I’ve previously posted about the Half-Life fan culture. Those are the people that quietly lurk in normal life, but hold irrational dreams of stories that have yet to be written. I’m a closet-case, myself.
The barest amount of daydreaming about it happens these days, but my mind is still startlingly active in a dank gutter outside the City 17′s citadel.
Who knows what exactly it is about the world of Half-Life that seems to inspire time and time again. There are many game worlds that are deep and atmospheric, but Half-Life seems to have the perfect combination of a defined world, captivating aesthetic, and strong themes that make it ripe for expounding upon.
That bit of text is from Game Thing Daily (hat tip to Jonathan Downin). And they’re right. The frat-boys can keep Master Chef. I’m sorry, Chief.

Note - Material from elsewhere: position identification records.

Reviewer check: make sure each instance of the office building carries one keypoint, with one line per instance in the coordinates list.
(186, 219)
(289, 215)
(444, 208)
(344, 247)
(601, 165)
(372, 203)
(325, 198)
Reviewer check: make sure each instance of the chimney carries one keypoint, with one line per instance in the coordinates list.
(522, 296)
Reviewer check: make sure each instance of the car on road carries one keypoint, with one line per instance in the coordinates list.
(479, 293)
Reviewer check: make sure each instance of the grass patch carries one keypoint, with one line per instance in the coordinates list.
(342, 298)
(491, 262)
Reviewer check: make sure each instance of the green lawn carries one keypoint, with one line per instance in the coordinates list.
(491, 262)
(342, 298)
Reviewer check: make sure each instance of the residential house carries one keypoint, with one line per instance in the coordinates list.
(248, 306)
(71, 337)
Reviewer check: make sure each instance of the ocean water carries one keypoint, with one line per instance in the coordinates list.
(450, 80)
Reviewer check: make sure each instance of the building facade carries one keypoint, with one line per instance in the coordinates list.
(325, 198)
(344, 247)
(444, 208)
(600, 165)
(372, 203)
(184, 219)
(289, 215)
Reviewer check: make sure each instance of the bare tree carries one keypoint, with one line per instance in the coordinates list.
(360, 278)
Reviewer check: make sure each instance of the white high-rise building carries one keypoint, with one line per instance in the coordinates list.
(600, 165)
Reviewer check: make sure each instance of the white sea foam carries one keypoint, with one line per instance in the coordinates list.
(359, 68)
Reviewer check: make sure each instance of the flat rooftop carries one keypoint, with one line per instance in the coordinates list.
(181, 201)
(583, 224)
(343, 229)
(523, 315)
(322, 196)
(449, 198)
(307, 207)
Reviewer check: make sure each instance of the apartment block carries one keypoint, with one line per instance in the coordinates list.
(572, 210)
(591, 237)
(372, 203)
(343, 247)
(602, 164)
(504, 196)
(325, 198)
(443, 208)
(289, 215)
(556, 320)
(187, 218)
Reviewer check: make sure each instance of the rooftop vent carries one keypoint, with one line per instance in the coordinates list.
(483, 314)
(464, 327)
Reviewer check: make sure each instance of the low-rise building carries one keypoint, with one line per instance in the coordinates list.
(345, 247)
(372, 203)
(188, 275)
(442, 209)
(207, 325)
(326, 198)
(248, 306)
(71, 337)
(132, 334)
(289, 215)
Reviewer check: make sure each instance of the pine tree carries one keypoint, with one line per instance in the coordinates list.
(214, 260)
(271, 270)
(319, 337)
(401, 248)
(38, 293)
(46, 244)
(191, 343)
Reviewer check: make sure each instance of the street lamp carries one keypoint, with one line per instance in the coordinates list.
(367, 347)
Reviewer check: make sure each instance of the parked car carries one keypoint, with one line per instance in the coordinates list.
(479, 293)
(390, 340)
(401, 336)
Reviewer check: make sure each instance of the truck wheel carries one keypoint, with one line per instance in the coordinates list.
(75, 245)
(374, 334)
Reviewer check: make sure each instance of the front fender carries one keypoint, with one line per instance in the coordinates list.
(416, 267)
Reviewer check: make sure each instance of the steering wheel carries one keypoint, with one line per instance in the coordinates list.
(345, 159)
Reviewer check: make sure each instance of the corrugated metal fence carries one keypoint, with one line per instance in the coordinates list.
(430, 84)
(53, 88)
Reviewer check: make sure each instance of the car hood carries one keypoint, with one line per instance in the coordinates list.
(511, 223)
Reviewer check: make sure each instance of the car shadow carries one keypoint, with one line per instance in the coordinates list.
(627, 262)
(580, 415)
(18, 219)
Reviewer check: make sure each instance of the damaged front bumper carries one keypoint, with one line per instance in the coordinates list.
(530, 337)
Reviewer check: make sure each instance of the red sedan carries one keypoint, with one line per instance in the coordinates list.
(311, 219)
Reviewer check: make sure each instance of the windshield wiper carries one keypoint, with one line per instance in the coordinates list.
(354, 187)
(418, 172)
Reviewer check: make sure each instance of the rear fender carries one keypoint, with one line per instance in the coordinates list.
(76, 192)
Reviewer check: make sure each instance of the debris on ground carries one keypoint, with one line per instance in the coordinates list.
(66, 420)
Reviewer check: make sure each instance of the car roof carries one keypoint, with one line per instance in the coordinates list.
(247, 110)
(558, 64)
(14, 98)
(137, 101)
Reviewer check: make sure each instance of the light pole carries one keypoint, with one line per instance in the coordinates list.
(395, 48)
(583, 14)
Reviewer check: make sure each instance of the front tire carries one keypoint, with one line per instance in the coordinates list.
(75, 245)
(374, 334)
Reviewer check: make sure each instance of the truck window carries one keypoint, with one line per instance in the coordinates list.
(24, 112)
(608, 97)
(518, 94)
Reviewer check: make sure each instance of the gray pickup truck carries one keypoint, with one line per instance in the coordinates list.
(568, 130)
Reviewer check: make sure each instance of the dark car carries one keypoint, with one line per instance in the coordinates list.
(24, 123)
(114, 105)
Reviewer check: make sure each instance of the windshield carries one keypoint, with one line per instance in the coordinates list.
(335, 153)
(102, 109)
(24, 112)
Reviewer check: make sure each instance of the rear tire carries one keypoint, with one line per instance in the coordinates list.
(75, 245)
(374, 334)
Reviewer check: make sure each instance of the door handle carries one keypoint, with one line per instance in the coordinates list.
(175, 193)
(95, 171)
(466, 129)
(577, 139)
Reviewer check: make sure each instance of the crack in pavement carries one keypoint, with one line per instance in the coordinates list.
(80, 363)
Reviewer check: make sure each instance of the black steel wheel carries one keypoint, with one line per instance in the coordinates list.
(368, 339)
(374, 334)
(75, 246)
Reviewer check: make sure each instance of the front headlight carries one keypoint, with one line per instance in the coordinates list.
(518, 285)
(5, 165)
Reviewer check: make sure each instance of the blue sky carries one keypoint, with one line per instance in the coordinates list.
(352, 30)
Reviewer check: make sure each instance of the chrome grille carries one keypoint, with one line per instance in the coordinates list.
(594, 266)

The story works because it sits in plain site; it’s not vying for your attention. Valve games are like the hottest girl in the bar: they don’t want or need you, but if you do look, you’ll get an eyeful.
Few games – let alone first person shooters – have a fifth the charm that this game oozes at any random moment. It’s the root of my Valve-lust, and only solidified further by damn near everything those people publish.
The latest fan made video illustrates more of the love:
Rough around the edges? Yes. But, tonally, spot on and very well produced for a fan-film. I tip my hat to everyone involved.
Fact: Virtually every video game would make a horrible movie, and that’s omitting all of Uwe Boll’s abominations. Half Life could maybe pull it off. Though, truth be told, I think it’d work better as a serial because movies are for grand spectacles. The game may be that, but the stories surrounding Gordon Freeman and the world at large are more interesting than the cypher himself, and it’s no place for action movie clichés.
It’d be an intimate tale: a band of survivors, or perhaps the city after the fall, or perhaps a remote settlement a la Jericho. Whatever.
I’d be a happy man if the internet would stop LOLcat production for one day and focus on Half Life. Valve would maybe get the message. As they’ve been proving with the Team Fortress 2 shorts, they can do it right. They aren’t game makers, or publishers, though they do both.
They are expert story tellers, and that’s coming from someone who thinks video game stories are, in the most basic terms, non-biodegradable F-grade hamburger-meat.